Operation Categories And Surface Parity
Status: v0.1 public-surface contract. This document is the user-facing operation contract so the public surface grows by spec, not ad hoc.
Related:
primitive-catalog.md— the IR / primitive vocabulary (internal ops). This document sits above it: the user-facing operations and where they are exposed.supported-ops.md— per-crate status (CPU/CUDA). This document is the contract, not a status snapshot.
Surfaces
| Surface | Type | Role |
|---|---|---|
| TypedTensor | TypedTensor<T, R> (non-AD) |
Static/dynamic-rank typed value; the “lightweight array” path |
| Tensor | Tensor (runtime dtype) |
Dynamic-dtype value with explicit backend |
| Eager | EagerTensor |
PyTorch-style immediate execution + backward() |
| Traced | TracedTensor |
JAX-style traced graph + grad/vjp/jvp |
Rank model.
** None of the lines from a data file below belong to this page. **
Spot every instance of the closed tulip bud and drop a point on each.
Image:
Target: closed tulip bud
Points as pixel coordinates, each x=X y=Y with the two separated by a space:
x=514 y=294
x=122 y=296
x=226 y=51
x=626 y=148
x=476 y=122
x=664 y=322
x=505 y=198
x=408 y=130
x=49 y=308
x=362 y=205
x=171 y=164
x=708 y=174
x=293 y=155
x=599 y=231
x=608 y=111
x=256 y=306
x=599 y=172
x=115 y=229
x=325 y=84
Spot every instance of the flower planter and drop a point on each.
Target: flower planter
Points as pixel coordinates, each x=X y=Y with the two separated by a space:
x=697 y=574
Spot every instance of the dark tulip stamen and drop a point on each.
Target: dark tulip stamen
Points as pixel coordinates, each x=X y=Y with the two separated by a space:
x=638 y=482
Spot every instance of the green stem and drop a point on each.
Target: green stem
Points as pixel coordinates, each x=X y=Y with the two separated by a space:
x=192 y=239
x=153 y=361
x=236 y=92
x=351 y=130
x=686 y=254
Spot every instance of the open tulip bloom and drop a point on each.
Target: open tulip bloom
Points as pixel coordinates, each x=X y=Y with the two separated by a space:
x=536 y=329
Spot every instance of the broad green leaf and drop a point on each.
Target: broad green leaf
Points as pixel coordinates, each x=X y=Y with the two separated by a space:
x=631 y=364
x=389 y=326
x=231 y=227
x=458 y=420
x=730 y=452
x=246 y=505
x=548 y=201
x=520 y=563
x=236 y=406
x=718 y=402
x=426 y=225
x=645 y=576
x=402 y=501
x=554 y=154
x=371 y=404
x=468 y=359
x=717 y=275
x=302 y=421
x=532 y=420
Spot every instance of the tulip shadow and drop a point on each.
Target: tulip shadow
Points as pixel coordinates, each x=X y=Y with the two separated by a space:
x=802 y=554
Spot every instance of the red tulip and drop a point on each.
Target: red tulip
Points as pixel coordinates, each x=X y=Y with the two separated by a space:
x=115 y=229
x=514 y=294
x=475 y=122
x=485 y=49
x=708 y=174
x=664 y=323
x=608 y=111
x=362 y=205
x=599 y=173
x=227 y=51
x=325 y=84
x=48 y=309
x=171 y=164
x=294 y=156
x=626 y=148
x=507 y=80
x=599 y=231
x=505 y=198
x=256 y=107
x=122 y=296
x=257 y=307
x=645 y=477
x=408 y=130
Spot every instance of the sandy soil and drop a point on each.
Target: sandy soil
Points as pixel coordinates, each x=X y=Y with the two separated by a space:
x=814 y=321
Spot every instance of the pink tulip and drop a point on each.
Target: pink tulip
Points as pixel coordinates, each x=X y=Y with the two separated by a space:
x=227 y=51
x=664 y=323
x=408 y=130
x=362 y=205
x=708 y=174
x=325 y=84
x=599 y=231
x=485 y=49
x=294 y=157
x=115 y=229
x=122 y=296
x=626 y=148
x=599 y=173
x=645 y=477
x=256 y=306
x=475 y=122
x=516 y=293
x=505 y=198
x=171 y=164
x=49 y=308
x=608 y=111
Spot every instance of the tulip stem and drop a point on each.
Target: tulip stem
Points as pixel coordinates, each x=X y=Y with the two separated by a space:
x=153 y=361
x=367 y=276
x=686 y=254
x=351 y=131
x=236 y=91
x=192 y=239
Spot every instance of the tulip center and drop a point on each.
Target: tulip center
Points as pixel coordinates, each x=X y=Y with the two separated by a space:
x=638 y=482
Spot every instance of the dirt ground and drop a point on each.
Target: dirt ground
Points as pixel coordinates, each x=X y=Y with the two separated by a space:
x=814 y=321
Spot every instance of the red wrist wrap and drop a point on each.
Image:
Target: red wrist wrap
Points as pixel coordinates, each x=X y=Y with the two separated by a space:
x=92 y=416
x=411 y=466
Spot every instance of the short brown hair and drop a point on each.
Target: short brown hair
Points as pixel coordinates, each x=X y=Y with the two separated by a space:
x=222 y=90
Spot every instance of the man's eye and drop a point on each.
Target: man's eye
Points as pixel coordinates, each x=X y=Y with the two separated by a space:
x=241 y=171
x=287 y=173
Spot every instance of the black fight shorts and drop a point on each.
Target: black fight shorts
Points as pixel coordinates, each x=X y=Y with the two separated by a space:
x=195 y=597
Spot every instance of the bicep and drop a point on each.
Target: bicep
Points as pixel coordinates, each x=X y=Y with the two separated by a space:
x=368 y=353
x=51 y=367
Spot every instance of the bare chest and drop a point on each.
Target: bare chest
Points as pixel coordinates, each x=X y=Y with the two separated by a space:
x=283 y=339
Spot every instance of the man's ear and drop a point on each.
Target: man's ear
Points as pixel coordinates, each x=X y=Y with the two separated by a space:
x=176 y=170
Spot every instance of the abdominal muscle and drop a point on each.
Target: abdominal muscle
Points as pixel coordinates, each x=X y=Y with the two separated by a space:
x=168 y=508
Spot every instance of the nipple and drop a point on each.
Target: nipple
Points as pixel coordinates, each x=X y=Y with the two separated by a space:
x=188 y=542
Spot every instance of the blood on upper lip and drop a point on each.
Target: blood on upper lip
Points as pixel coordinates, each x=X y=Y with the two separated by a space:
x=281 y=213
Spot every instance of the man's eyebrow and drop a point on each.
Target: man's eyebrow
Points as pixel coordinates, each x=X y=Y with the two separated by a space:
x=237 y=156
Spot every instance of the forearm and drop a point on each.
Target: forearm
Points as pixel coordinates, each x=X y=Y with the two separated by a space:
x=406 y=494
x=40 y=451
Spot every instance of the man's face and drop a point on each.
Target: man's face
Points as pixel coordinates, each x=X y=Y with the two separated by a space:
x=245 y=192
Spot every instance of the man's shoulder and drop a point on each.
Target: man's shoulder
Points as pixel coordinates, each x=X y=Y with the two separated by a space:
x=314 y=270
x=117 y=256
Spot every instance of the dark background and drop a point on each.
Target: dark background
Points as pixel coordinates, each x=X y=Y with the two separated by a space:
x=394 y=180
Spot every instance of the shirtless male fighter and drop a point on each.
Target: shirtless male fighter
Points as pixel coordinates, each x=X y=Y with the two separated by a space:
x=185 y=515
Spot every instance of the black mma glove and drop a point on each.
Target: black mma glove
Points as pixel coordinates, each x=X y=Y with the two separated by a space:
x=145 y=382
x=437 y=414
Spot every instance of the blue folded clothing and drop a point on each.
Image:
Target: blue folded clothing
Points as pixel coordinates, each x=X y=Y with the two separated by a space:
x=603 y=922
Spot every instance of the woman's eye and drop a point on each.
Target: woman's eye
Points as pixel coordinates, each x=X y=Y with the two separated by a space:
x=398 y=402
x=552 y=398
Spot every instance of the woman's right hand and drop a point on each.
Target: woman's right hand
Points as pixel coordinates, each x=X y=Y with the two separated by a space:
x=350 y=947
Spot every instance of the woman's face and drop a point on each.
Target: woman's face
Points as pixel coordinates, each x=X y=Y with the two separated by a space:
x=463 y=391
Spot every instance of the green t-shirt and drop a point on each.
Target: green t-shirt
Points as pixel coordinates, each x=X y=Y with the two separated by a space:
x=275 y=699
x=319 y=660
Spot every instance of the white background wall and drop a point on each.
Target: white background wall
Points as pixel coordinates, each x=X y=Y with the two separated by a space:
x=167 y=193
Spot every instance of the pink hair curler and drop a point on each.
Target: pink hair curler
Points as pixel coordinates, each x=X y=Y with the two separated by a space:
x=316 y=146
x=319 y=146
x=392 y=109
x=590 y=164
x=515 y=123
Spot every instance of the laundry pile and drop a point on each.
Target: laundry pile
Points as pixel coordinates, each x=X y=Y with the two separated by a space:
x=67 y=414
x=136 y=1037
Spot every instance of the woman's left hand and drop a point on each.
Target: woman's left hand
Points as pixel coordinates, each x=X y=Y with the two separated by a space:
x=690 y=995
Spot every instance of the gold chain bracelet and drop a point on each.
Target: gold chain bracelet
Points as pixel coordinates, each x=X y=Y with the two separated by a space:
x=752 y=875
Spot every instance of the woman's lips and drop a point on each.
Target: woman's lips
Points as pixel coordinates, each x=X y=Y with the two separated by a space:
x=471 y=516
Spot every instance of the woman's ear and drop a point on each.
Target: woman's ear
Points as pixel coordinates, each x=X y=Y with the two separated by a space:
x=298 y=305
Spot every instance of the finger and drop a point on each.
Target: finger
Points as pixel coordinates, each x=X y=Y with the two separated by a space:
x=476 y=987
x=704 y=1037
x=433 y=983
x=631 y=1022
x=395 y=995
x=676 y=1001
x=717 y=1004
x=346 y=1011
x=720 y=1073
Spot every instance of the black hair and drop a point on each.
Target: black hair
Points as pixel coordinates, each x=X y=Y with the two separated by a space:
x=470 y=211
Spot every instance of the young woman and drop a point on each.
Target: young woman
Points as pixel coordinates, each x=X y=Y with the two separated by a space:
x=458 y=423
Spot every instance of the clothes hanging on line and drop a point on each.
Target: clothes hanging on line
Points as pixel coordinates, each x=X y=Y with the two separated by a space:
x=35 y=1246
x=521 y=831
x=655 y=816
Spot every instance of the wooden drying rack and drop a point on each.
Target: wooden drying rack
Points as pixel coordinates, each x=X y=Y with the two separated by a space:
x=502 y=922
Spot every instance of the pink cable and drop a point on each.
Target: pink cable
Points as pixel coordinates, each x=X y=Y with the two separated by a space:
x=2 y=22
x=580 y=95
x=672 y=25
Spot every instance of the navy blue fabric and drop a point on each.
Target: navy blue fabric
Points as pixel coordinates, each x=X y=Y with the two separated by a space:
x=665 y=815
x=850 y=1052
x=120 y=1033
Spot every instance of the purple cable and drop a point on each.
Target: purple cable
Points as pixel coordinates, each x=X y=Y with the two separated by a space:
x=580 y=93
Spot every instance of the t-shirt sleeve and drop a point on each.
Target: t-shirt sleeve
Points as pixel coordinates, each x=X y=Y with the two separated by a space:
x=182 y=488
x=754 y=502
TypedTensor<T, R = DynRank> offers Rank<N> (opt-in static rank) and DynRank (default). DynRank is the canonical rank for AD and traced execution (TracedTensor/EagerTensor are rank-erased); do not push const-generic Rank<N> through the AD/traced surfaces. This is current design intent, not a frozen contract.
API style. Core AD operations on EagerTensor and TracedTensor are methods or associated functions, not module free functions. Single-output operations use methods (x.exp(), x.matmul(&y), x.gather(&idx, config)); operations with no natural receiver use associated functions (TracedTensor::concatenate(...), EagerTensor::where_select(...)). Non-AD concrete operations use backend-explicit crate-root extension traits (TensorOpsExt, TypedTensorOpsExt, and TypedTensorMaskOpsExt) because Tensor and TypedTensor are owned by tenferro-tensor, not tenferro-runtime. Extension families likewise use crate-root extension traits because Rust does not let extension crates add inherent methods to external tensor types: linalg/FFT are tensor receiver methods, eager einsum is an input slice/array method, and traced einsum is a GraphCompiler method.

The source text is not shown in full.